Abstract
As a first-line vertebrate immune defense, the polymeric immunoglobulin receptor (pIgR) transports polymeric IgA and IgM across epithelia to mucosal secretions, where the cleaved ectodomain (secretory component; SC) becomes a component of secretory antibodies, or when unliganded, binds and excludes bacteria. Here we report the 2.6Å crystal structure of unliganded human SC (hSC) and comparisons with a 1.7Å structure of teleost fish SC (tSC), an early pIgR ancestor. The hSC structure comprises five immunoglobulin-like domains (D1-D5) arranged as a triangle, with an interface between ligand-binding domains D1 and D5. Electron paramagnetic resonance measurements confirmed the D1-D5 interface in solution and revealed that it breaks upon ligand binding.
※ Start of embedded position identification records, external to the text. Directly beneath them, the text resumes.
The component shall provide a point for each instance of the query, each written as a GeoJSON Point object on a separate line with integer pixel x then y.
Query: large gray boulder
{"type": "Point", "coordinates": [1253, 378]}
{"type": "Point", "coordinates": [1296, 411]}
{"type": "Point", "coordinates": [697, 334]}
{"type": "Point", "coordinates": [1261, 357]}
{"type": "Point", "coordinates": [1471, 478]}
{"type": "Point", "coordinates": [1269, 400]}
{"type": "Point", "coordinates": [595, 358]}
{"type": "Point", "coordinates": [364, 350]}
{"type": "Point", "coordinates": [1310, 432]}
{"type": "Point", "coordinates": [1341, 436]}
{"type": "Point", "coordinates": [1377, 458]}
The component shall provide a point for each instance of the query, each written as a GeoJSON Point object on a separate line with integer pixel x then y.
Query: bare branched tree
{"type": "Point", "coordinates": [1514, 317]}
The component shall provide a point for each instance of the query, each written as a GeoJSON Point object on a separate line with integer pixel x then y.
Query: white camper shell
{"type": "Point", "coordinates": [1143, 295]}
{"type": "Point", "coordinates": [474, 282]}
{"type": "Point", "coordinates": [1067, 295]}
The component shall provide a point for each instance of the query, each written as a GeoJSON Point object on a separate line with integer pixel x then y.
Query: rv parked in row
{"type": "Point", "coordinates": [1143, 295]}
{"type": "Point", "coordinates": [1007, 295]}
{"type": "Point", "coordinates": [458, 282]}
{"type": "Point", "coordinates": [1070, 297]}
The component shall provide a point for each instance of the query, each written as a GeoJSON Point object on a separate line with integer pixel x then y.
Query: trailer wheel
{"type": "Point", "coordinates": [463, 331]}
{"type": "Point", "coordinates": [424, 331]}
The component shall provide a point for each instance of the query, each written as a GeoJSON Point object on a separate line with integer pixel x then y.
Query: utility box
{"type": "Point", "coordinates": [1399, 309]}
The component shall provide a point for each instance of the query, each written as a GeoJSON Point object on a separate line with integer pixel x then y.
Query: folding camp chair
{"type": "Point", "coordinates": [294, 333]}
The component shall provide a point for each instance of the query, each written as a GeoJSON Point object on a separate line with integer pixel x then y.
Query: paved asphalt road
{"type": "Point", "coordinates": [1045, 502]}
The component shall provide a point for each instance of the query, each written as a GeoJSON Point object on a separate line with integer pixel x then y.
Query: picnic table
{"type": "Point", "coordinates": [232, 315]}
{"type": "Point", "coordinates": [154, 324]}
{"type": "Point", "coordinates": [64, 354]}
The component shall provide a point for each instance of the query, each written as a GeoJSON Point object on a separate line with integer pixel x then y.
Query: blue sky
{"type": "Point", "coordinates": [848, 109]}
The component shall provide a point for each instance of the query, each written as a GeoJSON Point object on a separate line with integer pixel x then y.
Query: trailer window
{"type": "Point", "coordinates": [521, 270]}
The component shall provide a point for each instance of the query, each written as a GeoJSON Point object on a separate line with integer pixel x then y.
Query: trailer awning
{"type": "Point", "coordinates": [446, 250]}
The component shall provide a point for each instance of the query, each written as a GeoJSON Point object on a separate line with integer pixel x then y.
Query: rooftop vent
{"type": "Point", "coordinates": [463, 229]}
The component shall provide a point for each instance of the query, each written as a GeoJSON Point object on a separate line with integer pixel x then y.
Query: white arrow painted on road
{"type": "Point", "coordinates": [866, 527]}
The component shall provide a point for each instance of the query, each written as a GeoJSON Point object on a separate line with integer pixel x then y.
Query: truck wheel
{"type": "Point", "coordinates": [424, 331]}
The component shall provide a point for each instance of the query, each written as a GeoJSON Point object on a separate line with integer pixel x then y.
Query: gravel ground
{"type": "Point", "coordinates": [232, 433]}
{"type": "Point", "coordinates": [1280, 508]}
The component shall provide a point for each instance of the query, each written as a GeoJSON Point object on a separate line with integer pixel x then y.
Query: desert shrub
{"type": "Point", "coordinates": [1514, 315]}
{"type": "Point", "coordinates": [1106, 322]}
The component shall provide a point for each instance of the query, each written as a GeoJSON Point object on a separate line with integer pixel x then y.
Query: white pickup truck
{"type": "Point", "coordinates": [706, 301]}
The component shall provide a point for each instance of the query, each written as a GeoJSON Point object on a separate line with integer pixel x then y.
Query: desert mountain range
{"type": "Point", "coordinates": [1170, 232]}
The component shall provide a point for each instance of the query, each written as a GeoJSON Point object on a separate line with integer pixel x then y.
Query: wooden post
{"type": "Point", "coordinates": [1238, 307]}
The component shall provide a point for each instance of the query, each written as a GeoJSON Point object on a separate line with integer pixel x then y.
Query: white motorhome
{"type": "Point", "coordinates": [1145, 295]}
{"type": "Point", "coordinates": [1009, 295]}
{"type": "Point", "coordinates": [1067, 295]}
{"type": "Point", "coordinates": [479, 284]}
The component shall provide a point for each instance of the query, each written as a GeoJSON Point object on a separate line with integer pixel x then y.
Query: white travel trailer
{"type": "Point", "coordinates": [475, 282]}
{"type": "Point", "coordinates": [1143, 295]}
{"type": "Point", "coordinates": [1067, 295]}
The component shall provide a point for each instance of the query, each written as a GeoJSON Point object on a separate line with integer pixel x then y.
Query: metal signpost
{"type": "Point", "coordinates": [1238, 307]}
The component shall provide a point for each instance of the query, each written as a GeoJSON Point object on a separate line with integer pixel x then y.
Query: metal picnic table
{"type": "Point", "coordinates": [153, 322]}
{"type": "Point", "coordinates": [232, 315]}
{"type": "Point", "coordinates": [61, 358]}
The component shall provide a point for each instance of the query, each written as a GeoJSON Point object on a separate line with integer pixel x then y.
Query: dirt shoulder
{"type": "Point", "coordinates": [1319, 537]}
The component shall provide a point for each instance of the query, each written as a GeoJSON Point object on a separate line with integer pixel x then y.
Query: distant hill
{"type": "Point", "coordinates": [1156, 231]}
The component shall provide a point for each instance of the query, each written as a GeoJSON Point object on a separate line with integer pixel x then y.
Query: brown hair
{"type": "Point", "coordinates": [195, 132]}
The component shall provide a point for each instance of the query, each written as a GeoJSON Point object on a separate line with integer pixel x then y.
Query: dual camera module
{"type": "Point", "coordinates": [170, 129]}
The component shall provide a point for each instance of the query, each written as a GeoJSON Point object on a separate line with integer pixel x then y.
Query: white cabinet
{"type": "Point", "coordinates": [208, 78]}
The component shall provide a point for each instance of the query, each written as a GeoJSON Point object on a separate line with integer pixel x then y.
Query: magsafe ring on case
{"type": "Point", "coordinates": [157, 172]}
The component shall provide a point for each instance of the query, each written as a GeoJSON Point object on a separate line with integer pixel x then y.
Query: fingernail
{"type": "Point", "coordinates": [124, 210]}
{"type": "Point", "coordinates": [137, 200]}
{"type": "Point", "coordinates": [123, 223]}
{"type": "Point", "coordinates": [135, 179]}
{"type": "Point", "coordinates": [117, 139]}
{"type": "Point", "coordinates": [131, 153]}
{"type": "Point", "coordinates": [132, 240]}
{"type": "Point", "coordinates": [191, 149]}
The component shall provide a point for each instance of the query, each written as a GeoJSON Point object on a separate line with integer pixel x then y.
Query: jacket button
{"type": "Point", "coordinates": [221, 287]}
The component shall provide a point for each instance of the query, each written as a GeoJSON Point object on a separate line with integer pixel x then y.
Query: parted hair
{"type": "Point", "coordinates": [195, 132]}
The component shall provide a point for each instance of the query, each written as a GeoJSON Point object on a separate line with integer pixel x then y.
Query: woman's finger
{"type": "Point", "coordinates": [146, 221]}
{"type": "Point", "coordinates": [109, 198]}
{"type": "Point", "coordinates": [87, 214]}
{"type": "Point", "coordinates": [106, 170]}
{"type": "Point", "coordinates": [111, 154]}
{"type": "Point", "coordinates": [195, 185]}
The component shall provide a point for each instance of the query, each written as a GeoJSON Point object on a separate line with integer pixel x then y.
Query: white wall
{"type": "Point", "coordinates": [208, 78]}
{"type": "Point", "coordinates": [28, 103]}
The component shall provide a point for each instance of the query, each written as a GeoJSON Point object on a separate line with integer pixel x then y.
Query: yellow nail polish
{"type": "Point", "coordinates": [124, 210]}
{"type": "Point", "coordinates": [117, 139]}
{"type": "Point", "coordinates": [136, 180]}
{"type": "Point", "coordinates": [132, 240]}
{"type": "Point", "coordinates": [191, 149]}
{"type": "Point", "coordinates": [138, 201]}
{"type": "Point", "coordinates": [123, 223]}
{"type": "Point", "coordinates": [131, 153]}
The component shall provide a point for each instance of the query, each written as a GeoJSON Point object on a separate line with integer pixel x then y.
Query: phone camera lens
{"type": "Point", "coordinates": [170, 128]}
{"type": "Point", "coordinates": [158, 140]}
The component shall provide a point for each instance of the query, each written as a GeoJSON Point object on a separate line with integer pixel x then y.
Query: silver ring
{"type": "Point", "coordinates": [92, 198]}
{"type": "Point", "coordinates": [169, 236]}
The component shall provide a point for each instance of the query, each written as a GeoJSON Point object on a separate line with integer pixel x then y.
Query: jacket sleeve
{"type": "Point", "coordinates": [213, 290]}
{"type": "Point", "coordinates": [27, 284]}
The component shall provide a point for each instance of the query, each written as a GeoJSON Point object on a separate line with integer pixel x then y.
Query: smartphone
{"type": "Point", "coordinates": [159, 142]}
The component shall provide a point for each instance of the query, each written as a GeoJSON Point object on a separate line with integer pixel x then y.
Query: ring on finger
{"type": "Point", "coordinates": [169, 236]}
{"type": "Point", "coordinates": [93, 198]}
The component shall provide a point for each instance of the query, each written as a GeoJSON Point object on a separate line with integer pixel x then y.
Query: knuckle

Together with binding studies of mutant and chimeric SCs, which revealed domain contributions to secretory antibody formation, these results provide detailed models for SC structure, address pIgR evolution, and demonstrate that SC uses multiple conformations to protect mammals from pathogens.
Highlights
The mucosa is fundamental to vertebrate survival, forming an elaborate extracellular environment, in which the immune system mediates host interactions with commensal and pathogenic agents
We characterized the conformation and dynamics of free and liganded human SC (hSC) in solution, and used structure-based alignments to create mutant and chimeric SCs to determine how individual domains contribute to ligand binding. These results provide a detailed model for SC structure and polymeric immunoglobulin (pIg) binding mechanisms, demonstrating that mammalian SC evolved to adopt a compact, closed triangular structure, which opens upon ligand binding, whereas two-domain SC ancestors consist of tandem domains arranged in an elongated conformation
Since the discovery of SC (Tomasi et al, 1965) and later identification of its membrane-bound form (Mostov et al, 1980), the polymeric Immunoglobulin receptor (pIgR) has been established as a central component of the vertebrate immune response, transporting and stabilizing secretory antibodies, excluding pathogenic bacteria, providing immune protection at epithelial barriers such as the lungs, gut, urogenital tract, and conferring protection to offspring through breast milk (Kaetzel, 2005)
Summary
The mucosa is fundamental to vertebrate survival, forming an elaborate extracellular environment, in which the immune system mediates host interactions with commensal and pathogenic agents. The human mucosa protects ~400 m2 of epithelial barriers in the gut, lungs, urogenital tract, and associated tissues such as mammary glands. Protection is conferred largely through the function of the polymeric Immunoglobulin receptor (pIgR), which transports and stabilizes secretory antibodies and functions as an innate immune factor (Kaetzel, 2005). Human pIgR is a glycosylated type I membrane protein consisting of a 620-residue ectodomain with five tandem immunoglobulin-like (Ig-like) domains, a 23-residue transmembrane domain, and a 103-residue intracellular domain (Hamburger et al, 2006) (Figure 1A). PIgR is the oldest identifiable Fc receptor, first emerging in teleost (bony) fish. Throughout evolution, the number of Ig-like domains in the pIgR ectodomain increased; typically, bony fish express a two-domain variant, birds, amphibians and reptiles a fourdomain variant, and mammals a five-domain variant (D1-D5) (Akula et al, 2014). Mammals, including rabbits and cows, express an alternatively-spliced variant containing D1, D4 and D5 (Deitcher and Mostov, 1986; Kulseth et al, 1995)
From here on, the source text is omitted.